On 29 November 1861 Bonard took command of French forces in Cochinchina and was the first to hold the official title of Governor of Cochinchina.
In December 1861 he captured the province of Biên Hòa, and in March 1862 captured the province of Vĩnh Long.
On 5 June 1862 he negotiated the Treaty of Saigon with the representative of the Vietnamese emperor Tự Đức under which the French were granted rule over the provinces of Gia Định, Định Tường and Bien Hoa and the island of Poulo Condore (Côn Đảo).
Bonard was promoted to vice admiral on 25 June 1862.
Tự Đức ratified the agreement with the Treaty of Huế in April 1863.

Bonard gave a Colonel Coffyn the task of developing a plan for a city of 500,000 people, a visionary concept since at the time Saigon had population of about 40,000 Chinese, 10,000 Vietnamese and 600 Europeans.
He built a military hospital in Saigon, set up schools to teach the Vietnamese language to his officers, and introduced the French language to the local schools.
He hoped to govern the colony indirectly through Annamese mandarins under the direction of a small number of French officers, but most of the mandarins refused to serve under the French.
The French colonists disliked his conciliatory approach.
The missionaries saw the mandarins, with their Confucian and Buddhist culture, as obstacles to the spread of Christianity.
A revolt led by the mandarins in 1862–63 was only suppressed with difficulty.

Bonard was promoted to vice-amiral on 25 June 1862.
After restoring peace and obtaining the Treaty of Huế, Bonard returned to France on 30 April 1863.
Pierre-Paul de La Grandière was appointed to succeed him on 1 May 1863.
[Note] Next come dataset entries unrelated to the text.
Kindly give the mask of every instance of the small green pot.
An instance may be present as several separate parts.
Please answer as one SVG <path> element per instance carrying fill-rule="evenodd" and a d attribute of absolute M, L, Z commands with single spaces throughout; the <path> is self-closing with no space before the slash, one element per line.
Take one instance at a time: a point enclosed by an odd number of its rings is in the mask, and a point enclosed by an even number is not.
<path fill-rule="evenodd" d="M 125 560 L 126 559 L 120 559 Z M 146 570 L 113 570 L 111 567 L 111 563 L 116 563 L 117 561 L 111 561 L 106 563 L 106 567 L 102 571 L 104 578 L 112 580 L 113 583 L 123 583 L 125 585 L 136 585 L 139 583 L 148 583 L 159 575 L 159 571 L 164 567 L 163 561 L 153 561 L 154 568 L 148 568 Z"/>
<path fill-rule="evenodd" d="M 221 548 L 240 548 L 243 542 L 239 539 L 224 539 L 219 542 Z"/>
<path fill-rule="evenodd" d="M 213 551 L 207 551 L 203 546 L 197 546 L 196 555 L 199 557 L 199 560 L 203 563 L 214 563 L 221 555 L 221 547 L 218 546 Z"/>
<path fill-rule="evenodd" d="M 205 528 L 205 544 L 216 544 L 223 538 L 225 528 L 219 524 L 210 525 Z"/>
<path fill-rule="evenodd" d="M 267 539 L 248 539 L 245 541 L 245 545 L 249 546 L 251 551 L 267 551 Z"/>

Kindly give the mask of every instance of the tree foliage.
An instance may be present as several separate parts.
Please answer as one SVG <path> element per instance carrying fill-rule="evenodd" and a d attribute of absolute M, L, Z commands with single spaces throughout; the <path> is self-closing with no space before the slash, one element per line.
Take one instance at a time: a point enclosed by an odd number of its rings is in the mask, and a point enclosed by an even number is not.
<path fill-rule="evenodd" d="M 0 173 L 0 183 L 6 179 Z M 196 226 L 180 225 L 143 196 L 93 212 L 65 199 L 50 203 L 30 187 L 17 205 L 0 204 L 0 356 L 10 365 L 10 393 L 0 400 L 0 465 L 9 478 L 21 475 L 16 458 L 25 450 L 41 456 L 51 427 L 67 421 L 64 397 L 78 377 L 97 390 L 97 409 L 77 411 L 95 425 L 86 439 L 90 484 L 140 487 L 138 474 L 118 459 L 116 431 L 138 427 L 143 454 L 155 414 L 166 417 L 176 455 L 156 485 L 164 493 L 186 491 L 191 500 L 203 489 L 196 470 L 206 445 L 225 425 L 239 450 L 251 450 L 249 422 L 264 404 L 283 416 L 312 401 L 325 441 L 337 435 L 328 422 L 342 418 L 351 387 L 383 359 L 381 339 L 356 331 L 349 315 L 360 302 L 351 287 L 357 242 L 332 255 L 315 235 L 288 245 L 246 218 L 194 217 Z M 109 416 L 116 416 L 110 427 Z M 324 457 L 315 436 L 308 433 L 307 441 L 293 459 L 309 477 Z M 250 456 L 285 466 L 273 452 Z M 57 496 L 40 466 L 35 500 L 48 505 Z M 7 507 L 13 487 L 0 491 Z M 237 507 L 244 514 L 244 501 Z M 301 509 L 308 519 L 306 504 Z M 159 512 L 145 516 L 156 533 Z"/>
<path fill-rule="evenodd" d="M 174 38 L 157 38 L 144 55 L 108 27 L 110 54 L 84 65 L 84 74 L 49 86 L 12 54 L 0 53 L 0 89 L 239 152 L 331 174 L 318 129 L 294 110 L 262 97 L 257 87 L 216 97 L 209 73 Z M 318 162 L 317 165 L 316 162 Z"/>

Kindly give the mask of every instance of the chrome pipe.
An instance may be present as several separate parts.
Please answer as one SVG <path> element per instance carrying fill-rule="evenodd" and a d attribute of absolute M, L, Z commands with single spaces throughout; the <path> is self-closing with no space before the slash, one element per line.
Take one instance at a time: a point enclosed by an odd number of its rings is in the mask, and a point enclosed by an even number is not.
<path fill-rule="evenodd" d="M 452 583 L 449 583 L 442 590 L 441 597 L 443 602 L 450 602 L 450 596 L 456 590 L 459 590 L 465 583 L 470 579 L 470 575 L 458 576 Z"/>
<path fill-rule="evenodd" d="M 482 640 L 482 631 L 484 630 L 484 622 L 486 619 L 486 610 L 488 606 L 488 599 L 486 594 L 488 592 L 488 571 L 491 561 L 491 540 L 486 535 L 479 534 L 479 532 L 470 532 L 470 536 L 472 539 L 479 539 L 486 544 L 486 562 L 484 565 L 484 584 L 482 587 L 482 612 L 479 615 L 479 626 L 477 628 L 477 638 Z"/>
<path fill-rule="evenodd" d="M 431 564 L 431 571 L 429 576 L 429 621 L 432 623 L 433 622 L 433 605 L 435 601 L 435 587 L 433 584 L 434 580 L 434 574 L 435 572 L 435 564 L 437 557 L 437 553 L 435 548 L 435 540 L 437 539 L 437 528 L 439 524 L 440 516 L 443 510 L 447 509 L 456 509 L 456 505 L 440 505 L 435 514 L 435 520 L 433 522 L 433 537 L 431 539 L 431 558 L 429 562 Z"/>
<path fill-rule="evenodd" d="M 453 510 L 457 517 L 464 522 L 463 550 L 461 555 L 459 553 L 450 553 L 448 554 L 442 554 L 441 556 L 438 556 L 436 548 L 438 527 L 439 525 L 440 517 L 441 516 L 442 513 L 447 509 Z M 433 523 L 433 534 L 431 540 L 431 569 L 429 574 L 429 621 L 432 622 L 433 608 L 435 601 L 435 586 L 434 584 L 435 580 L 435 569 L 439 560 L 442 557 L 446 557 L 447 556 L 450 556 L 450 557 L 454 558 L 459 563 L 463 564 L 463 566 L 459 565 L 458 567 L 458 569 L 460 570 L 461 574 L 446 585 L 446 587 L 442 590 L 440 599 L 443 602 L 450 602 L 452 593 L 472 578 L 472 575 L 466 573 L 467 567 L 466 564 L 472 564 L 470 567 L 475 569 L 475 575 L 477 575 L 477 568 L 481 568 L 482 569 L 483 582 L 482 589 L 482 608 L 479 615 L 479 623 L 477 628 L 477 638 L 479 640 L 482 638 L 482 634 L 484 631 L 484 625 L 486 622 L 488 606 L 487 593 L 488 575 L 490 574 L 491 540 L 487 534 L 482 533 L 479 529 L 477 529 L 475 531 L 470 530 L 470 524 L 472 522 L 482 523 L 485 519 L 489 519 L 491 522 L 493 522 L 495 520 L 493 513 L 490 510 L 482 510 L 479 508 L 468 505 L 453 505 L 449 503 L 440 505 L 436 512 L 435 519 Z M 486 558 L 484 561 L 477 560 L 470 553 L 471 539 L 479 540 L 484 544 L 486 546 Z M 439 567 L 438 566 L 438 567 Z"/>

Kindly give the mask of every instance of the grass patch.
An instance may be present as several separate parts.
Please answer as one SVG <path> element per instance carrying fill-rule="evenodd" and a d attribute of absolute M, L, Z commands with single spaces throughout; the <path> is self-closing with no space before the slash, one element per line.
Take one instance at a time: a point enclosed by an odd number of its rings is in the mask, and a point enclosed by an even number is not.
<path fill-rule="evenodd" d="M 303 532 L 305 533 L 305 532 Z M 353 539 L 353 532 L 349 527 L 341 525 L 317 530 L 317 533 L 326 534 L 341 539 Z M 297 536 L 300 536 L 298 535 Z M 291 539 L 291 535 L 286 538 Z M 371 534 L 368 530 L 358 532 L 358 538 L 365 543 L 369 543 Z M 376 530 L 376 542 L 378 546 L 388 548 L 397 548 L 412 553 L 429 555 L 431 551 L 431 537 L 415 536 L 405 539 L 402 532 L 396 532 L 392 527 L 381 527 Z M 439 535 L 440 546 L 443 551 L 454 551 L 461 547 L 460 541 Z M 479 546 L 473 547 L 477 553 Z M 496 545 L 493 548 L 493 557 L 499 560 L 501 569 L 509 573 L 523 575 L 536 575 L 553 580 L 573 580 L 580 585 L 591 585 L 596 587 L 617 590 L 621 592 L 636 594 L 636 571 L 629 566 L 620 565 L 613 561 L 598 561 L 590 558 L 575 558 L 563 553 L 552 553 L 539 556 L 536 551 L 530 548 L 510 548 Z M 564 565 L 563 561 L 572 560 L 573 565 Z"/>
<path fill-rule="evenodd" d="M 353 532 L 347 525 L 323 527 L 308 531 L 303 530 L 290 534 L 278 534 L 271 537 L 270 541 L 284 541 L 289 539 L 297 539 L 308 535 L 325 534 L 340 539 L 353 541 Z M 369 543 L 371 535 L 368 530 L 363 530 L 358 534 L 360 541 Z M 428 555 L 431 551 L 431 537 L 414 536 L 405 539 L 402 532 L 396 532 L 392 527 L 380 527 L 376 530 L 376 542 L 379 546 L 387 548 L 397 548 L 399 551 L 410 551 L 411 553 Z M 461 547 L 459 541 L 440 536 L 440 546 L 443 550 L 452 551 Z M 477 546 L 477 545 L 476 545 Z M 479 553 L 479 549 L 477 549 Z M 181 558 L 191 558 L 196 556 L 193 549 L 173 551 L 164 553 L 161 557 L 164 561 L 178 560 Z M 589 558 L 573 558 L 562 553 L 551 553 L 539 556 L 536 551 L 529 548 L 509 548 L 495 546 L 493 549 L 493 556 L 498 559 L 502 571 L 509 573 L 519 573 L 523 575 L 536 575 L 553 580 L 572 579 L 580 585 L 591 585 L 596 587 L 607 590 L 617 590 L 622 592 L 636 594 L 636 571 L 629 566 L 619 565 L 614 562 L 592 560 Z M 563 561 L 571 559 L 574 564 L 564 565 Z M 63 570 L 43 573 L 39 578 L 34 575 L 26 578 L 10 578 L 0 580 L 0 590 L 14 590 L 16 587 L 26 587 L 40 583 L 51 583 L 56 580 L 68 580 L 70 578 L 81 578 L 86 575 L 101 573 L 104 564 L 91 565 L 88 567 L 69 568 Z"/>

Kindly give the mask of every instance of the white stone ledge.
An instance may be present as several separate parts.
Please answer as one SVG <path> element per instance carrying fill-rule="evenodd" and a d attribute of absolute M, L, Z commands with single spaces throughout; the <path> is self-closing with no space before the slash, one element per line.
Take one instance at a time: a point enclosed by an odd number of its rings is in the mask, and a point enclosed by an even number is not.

===Last years (1863–67)===
Bonard intended to return to Cochinchina but his health would not allow it.
He was appointed maritime prefect of the 4th maritime district in Rochefort, Charente-Maritime.
In 1864 he was a member of the Admiralty Council.
He was promoted to Grand Officer of the Legion of Honour on 13 January 1864.
He was appointed prefect of Cherbourg in 1867.
Bonard died on 31 March 1867 in Vanves, Hauts de Seine, and is buried in the Amiens cemetery.